Thanks everyone for the info so far, but thanks to luckydawg13 I had to check into the type of cartridge I can use. It had never even crossed my mind about the type of cartridge I can use here in Michigan. I hunt below the rifle line and here is what I found about hunting with a handgun below the rifle line:
"A conventional (smokeless powder) handgun must be .35 caliber or larger and loaded with straight-walled cartridges and may be single- or multiple-shot but cannot exceed a maximum capacity of nine rounds in the barrel and magazine combined".
With this info now, my options are limited: 357, 41, 44, 45, 454, 460, 500, and maybe a 45/70. So which one is good for a 200yd shot?
None of them are "good" for a 200 yard shot.
All of them, at best, are extremely marginal for anything beyond 120. I hunted for years with a .357 Rem Max, which IMO is the best straight walled deer cartridge available. There are two things you're going to have to understand about handgun hunting with straight case cartridges.
First, they are a lot more like a shotgun with slugs than they are like a rifle with a short barrel. Therefore, their effective range isn't going to be anything like a deer rifle.

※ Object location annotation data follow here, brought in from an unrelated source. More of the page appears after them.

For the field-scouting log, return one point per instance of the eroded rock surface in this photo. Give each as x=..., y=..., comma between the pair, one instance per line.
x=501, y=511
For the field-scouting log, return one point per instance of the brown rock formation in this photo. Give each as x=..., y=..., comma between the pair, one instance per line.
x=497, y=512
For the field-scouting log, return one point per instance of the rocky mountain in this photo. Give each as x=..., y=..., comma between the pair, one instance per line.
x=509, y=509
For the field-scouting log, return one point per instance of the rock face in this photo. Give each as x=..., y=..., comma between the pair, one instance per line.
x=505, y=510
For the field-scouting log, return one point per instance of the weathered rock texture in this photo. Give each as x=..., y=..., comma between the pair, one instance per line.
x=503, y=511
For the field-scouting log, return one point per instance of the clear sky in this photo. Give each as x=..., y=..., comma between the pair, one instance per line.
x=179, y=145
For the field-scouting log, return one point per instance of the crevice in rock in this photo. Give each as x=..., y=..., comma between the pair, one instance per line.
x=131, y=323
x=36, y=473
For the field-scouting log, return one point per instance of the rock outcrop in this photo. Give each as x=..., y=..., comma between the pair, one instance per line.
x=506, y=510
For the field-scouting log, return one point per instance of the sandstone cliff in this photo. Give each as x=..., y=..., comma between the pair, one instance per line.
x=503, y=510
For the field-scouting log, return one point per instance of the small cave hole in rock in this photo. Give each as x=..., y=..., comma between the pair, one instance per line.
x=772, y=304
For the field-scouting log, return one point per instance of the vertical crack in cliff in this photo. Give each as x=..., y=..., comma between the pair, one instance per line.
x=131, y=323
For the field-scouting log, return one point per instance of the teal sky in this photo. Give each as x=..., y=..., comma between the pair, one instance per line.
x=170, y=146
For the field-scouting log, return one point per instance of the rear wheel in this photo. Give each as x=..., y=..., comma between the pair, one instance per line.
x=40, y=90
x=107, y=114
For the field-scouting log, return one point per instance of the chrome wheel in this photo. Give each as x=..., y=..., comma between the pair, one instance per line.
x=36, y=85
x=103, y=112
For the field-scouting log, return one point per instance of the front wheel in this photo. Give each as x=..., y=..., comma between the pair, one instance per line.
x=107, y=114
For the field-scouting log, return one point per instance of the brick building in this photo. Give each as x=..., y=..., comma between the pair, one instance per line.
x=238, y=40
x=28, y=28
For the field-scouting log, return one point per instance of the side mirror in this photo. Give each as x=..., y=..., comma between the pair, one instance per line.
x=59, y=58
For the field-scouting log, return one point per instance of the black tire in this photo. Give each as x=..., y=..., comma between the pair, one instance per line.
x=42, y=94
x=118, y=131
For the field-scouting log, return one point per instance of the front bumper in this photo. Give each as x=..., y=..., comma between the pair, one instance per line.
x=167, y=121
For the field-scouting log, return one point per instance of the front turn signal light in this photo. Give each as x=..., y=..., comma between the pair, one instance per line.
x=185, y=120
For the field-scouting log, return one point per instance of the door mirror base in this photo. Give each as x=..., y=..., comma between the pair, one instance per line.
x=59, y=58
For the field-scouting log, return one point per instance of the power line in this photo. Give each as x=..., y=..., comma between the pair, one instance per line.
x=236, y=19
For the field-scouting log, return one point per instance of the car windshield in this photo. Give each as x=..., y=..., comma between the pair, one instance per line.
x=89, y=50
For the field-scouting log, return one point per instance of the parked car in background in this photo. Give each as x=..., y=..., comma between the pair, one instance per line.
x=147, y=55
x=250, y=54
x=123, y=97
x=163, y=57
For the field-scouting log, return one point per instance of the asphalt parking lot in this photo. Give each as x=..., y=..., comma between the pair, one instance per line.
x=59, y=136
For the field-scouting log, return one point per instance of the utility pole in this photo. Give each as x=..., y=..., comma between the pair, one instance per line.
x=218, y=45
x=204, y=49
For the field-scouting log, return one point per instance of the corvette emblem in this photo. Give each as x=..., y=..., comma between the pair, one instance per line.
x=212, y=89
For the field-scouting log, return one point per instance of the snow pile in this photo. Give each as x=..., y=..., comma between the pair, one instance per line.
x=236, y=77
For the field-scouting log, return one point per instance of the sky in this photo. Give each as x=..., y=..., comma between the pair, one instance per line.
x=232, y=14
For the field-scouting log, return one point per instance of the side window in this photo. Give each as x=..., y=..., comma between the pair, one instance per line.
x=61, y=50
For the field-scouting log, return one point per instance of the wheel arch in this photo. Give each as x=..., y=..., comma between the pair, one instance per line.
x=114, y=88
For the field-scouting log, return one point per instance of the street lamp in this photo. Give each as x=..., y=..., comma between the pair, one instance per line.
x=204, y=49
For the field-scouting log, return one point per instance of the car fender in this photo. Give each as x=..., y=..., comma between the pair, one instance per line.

Part of the challenge of handgun hunting is that you need to get close. I took up handgun hunting because I loved the challenge and, to be honest, rifle hunting was just gettting too easy. Any deer I could see was basically meat in the freezer.
Secondly, while you
could take a 120 yard + poke with these cartridges, most people shouldn't. From what I've seen on the range, most people VASTLY under estimate how difficult it is to hit a precise point on a target at anything over 100 yards. They see a scope on a handgun and assume it's going to be easy-- just like shooting a rifle. So I let them take a few pokes at 100 with my contender. Most decent rifle shooters can't even keep the contender on the paper at 100 from a bench.
Hunting handguns demand practice if you expect to be able to hit anything. Even if you shoot short range pop-pop style handguns it becomes a whole new game when the target is out at the 100 or 125 mark, especially if you start practicing using shooting sticks or other realisitc field positions. Anyone can eventually shoot well off a bench with sandbags, but unless you've got a bench and sandbags in your deer stand, more will be required.